パニックになった俺は、ただ瞳を閉じて君を描いた。

それしかできない。


いつだったかミツキがファイアボールをぶち当てた木の下で、俺は無様に倒れ込んだ。

そんな俺の頭を、ミツキは木刀でコツンと叩いたのだった。





「合格です」


そう言って、ミツキは地面に尻餅をついた俺に手を差し伸べた。

いつもの俺なら喜んでミツキの手をニギニギするところだが、今日に限ってはそれが躊躇われる。


「負けたのに合格なの?」

「はい。剣士相手の接近戦で、魔法のみでこれだけ立ち回れれば文句なしでしょう。

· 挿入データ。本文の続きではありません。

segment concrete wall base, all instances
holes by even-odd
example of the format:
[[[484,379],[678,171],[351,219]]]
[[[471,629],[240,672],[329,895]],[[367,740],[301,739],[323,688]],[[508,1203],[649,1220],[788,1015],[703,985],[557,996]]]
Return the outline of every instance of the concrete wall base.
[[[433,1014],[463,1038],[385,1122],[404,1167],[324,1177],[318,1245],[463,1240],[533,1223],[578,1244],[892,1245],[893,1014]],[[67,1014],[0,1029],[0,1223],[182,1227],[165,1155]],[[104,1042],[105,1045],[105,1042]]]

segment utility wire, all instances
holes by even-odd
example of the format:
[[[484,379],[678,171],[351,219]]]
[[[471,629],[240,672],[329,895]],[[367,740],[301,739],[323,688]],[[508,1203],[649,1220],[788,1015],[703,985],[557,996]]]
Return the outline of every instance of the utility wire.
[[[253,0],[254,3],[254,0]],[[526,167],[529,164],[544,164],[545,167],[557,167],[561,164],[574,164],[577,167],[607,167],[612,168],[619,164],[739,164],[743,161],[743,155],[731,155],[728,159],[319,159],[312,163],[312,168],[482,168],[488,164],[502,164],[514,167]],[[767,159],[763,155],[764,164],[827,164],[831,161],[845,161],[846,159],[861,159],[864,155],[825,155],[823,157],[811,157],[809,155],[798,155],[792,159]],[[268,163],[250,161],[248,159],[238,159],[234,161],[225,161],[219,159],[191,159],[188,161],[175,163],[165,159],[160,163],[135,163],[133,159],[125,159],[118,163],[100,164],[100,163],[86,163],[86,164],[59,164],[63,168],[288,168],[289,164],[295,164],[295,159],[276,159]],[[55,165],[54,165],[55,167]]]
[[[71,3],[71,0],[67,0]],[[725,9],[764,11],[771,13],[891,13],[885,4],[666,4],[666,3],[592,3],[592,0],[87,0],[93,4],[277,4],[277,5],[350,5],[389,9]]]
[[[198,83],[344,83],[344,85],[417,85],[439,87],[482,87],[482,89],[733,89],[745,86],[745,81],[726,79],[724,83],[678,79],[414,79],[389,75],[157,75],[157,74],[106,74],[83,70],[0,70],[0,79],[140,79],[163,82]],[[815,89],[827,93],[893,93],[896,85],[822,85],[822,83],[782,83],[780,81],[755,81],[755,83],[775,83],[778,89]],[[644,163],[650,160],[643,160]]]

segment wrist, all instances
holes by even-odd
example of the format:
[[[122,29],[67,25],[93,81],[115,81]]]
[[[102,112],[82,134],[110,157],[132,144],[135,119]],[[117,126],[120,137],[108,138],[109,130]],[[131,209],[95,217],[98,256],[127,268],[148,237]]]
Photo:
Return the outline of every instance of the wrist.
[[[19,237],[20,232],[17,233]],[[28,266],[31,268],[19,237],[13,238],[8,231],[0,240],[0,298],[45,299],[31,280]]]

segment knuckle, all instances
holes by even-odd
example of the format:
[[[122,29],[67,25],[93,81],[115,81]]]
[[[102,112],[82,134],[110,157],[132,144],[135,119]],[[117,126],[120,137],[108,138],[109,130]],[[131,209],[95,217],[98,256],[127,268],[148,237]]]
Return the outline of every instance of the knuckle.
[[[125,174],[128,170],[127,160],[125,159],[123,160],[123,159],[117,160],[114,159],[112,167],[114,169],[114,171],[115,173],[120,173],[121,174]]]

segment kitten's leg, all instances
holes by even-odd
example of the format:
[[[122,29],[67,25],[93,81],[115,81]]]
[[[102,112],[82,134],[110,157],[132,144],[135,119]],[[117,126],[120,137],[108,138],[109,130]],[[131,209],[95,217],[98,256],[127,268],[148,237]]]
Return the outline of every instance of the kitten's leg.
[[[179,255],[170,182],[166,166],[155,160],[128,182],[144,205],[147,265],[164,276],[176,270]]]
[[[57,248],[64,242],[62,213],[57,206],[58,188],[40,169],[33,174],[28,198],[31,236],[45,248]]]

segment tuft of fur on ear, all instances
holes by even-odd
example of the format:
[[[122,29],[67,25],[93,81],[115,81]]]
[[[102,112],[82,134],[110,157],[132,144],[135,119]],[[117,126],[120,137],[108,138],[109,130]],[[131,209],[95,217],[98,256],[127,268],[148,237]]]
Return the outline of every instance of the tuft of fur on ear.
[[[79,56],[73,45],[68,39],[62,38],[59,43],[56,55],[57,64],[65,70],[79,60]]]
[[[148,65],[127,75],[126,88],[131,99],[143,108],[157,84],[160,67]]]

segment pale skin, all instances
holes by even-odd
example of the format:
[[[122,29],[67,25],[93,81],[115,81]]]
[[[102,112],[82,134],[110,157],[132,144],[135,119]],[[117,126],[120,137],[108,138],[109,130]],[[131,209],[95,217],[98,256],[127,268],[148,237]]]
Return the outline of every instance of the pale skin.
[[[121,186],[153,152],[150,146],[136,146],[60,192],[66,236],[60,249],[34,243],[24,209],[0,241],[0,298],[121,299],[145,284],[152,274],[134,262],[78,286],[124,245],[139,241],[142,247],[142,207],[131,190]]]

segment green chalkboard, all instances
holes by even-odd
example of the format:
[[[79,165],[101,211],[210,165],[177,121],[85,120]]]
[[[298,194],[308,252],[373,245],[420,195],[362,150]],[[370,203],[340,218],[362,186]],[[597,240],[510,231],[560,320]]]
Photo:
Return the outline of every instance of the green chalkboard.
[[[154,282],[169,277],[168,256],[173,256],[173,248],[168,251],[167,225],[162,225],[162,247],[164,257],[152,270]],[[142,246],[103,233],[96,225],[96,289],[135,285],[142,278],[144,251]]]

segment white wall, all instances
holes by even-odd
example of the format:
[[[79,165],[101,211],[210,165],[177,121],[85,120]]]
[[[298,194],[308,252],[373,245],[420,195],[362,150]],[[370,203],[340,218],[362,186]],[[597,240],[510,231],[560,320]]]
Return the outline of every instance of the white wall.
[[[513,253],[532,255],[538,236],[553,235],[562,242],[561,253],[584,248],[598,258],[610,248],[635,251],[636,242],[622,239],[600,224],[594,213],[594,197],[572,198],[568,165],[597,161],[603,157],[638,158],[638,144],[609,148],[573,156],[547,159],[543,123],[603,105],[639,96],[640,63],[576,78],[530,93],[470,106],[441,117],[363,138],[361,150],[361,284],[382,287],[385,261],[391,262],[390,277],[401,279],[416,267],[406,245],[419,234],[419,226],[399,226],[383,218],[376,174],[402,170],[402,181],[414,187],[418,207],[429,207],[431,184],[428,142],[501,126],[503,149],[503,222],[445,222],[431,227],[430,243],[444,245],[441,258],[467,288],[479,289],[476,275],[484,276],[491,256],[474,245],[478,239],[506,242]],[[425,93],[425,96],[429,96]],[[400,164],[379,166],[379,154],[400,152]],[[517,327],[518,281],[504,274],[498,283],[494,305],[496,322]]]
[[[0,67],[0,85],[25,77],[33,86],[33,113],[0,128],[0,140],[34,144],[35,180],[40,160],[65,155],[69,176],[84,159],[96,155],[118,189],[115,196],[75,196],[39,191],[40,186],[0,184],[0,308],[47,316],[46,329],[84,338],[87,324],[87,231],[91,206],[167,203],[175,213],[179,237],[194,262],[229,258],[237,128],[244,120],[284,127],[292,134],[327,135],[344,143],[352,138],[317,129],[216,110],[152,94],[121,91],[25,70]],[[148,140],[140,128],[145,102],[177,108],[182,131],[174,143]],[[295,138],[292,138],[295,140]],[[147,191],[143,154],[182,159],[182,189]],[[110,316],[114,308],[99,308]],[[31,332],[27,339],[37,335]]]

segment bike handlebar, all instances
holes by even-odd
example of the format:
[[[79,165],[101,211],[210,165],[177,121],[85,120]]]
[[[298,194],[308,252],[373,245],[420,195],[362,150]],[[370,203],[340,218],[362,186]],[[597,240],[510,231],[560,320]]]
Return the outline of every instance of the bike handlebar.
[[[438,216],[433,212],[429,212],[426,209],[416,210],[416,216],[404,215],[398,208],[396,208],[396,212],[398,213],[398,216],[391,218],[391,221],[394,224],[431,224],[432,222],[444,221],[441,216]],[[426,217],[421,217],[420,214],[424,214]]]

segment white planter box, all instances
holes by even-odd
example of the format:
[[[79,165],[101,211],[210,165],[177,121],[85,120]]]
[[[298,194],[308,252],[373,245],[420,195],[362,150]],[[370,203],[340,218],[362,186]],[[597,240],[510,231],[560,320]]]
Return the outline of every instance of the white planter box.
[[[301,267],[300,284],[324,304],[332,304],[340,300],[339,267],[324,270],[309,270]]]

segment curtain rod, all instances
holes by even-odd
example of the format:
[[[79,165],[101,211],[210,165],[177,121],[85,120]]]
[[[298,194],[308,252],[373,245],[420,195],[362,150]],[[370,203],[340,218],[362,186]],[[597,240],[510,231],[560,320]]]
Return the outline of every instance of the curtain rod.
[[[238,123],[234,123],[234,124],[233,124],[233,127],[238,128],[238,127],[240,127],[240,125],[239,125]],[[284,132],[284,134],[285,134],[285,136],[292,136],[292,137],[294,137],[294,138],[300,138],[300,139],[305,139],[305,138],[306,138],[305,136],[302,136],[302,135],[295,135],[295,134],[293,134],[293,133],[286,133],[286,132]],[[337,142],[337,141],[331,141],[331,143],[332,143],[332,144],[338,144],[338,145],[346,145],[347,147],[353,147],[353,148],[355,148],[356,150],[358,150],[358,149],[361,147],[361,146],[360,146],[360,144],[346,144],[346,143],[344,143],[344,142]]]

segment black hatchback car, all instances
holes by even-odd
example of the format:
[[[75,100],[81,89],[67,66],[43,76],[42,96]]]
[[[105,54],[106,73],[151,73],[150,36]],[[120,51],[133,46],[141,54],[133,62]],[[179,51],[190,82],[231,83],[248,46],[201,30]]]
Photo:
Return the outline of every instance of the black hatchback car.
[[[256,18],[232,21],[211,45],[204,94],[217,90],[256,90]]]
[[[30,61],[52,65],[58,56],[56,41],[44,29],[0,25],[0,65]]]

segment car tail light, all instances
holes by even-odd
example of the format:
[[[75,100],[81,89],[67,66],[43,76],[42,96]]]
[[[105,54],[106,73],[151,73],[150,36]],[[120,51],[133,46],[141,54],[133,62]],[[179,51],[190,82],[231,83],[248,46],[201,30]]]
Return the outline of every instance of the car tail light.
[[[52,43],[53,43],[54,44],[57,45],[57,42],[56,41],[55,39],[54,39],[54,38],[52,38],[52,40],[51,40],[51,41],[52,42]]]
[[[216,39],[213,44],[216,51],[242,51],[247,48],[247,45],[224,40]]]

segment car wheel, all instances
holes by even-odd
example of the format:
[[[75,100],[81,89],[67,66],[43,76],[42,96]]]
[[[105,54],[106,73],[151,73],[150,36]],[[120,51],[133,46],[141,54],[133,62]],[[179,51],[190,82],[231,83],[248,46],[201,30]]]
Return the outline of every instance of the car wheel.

私から教えることはもうありません」


ミツキは今まで見たことの無いような優しげな笑みを浮かべていた。

ザ・鉄仮面の異名を持つ彼女の笑顔に、俺は思わず息をのむ。

その笑顔の裏に、俺は彼女の思いやりと俺への愛を見た。


「あなたはこれで卒業ですが、どうしてもと言うのなら、引き続き私の弟子を名乗ることを許さないでもないです」

「……はい、師匠」


俺がミツキの手を取ると、彼女は軽々と俺を地面から引き離した。

自然と、ミツキの顔との距離が近くなる。

六年間で、俺も背が伸びたのだ。


「なんだかとても恥ずかしいことを言ってしまったような気がします……あうぅ」


ほんの僅かに顔を赤らめるミツキに、俺のセイバーがエクスカリバーした。

今なら聖杯戦争にも勝利できそうだ。


「お兄、なんかきもーい」

「お兄ちゃん、にんげんやめてへんたいになっちゃったの?」


が、すぐに俺のエクスカリバーは鞘に納められることとなった。


「うるせえ! 今日の俺は阿修羅さえ凌駕する存在だ!」

「「きゃー」」


何だかフラッグに乗ってそうな台詞を叫びながら、俺は照れ隠しで双子に襲いかかる。

エリスの制止する気のない制止の声が響く中、俺たちの鬼ごっこは家の中まで続いた。


にしても、人間やめた変態か……。

その夜、俺は枕を濡らした。





こうして俺は異世界に転生し、魔法使いになった。

しかし、その代わりに大切な何かを失った。